This post is older than 2 years and might not be relevant anymore
More Info: Consider searching for newer posts

Softdevice event handler continuously called with NRF_EVT_RADIO_BLOCKED

I've got another question concerning a timeslot application.

In our timeslot application which is based on the nRF Mesh SDK timeslot.c implementation I noticed that if a BLE connection is active with a connection interval of 7.5ms, the softdevice did not grant any timeslots. I noticed that the cause of this was that the requested timeslot length requested at the end of a timeslot was 14000us and therefore too long to fit into the 7.5ms connection interval. This resultd in the timeslot being canceled via invocation of the softdevice event handler with NRF_EVT_RADIO_CANCELED.

The handling of this event was a call to sd_radio_request() but using the same parameters that were canceled. This resulted in the softdevice event handler being called repeatedly with NRF_EVT_RADIO_CANCELED until either the BLE connection parameters were changed or the central disconnected.

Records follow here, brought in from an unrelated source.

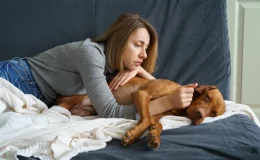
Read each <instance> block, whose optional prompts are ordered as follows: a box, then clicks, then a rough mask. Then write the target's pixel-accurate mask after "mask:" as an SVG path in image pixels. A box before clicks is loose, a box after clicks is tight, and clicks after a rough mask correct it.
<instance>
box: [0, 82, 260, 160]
mask: <svg viewBox="0 0 260 160" xmlns="http://www.w3.org/2000/svg"><path fill="white" fill-rule="evenodd" d="M225 102H226V105H227V109H226V112H225V113H224V114H223V115H221V116H218V117H207V118H206V119H205V120H204V122H203V123H209V122H213V121H216V120H219V119H223V118H227V117H229V116H231V115H234V114H244V115H247V116H248V117H250V119H252V120H253V121H254V122H255V123H256V124H257V125H258V126H260V123H259V120H258V119H257V117H256V115H255V114H254V112H253V111H252V110H251V109H250V107H248V106H246V105H243V104H237V103H234V102H231V101H225ZM160 122H161V123H162V125H163V129H164V130H166V129H172V128H178V127H181V126H187V125H191V121H190V119H188V118H186V117H179V116H165V117H162V118H161V120H160ZM136 124H137V121H136V120H129V119H123V118H98V117H95V116H89V117H84V118H82V117H78V116H72V115H71V114H70V112H69V111H68V110H66V109H64V108H62V107H60V106H53V107H52V108H50V109H48V108H47V106H46V105H45V104H44V103H43V102H41V101H40V100H38V99H37V98H35V97H34V96H32V95H29V94H23V93H22V91H20V90H19V89H17V88H16V87H14V86H13V85H12V84H11V83H9V82H8V81H6V80H4V79H2V78H0V159H17V155H22V156H27V157H30V156H34V157H38V158H40V159H44V160H54V159H59V160H67V159H71V158H72V157H74V156H76V155H77V154H79V153H81V152H88V151H94V150H98V149H102V148H104V147H106V143H107V142H109V141H111V140H112V139H113V138H115V139H121V137H122V136H123V135H124V134H125V132H126V131H127V130H129V129H131V128H132V127H134V126H135V125H136ZM146 134H147V133H146ZM144 136H145V135H144Z"/></svg>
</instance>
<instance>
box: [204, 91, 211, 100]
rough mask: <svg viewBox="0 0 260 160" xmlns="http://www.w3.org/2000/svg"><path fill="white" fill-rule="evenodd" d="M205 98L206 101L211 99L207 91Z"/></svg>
mask: <svg viewBox="0 0 260 160" xmlns="http://www.w3.org/2000/svg"><path fill="white" fill-rule="evenodd" d="M205 99H206V101H207V102H209V101H210V100H211V97H210V95H209V94H208V93H207V94H206V97H205Z"/></svg>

To avert this behaviour I changed the request parameters to the values that were used in case of a NRF_EVT_RADIO_BLOCKED:

m_radio_request_earliest.request_type               = NRF_RADIO_REQ_TYPE_EARLIEST;
m_radio_request_earliest.params.earliest.hfclk      = NRF_RADIO_HFCLK_CFG_NO_GUARANTEE;
m_radio_request_earliest.params.earliest.priority   = NRF_RADIO_PRIORITY_NORMAL;
m_radio_request_earliest.params.earliest.length_us  = 3800;
m_radio_request_earliest.params.earliest.timeout_us = 15000;

This resulted in the timeslot being granted again after NRF_EVT_RADIO_CANCELED occurred.

I then realised that after changing the connection interval to 50ms with a slave latency of 2, timeslots get repeatedly blocked for a duration of 5ms (during the connection event) and only then are they being granted again. See the following chart:

I thought this behaviour looks odd and inefficient. Ideally, I expect the softdevice to not invoke the BLOCKED event, since the timeout - from my understanding - should only occur after 15000us? Invoking sd_radio_request() when handling the BLOCKED event with a length_us of 3800 and a timeout_us of 14000, I definitely don't expect the event handler to be invoked every ~50us!

So I tried to play around with the timeout_us parameter of the nrf_radio_request_t structure, but did not find a viable solution, in fact I only made it worse. When increasing the timeout_us e.g. to 50000, I noticed that the described behaviour occurs for a bit and then disappears, but the timeslot is only started after a total downtime of about 50ms! This drastically reduces the availability of our proprietary radio protocol.

  • Is there a clean way to avert these continuous BLOCKED events while still maximising timeslot duration?
  • Can you elaborate on the difference between the BLOCKED and CANCELED events?
  • What implications does/should changing the timeout of a radio request have?

By the way, this is all on an nRF52832 running S132 7.2.0.

Parents
  • Hi Michael, 
    If you have a look at the documentation of the softdevice (SDS) you can find this scheduling properties: 

    According to this if you request the timeslot at NORMAL priority it will have lower priority than the connection activity, meaning that if the timeslot doesn't fit entirely inside a period when there is no connection event (calculated by the event length reserved) it will get cancelled. 

    Please try to test again with the priority set to HIGH. 

    However, I couldn't explain why you get the event every 50us. We may need to look into your code to see why. 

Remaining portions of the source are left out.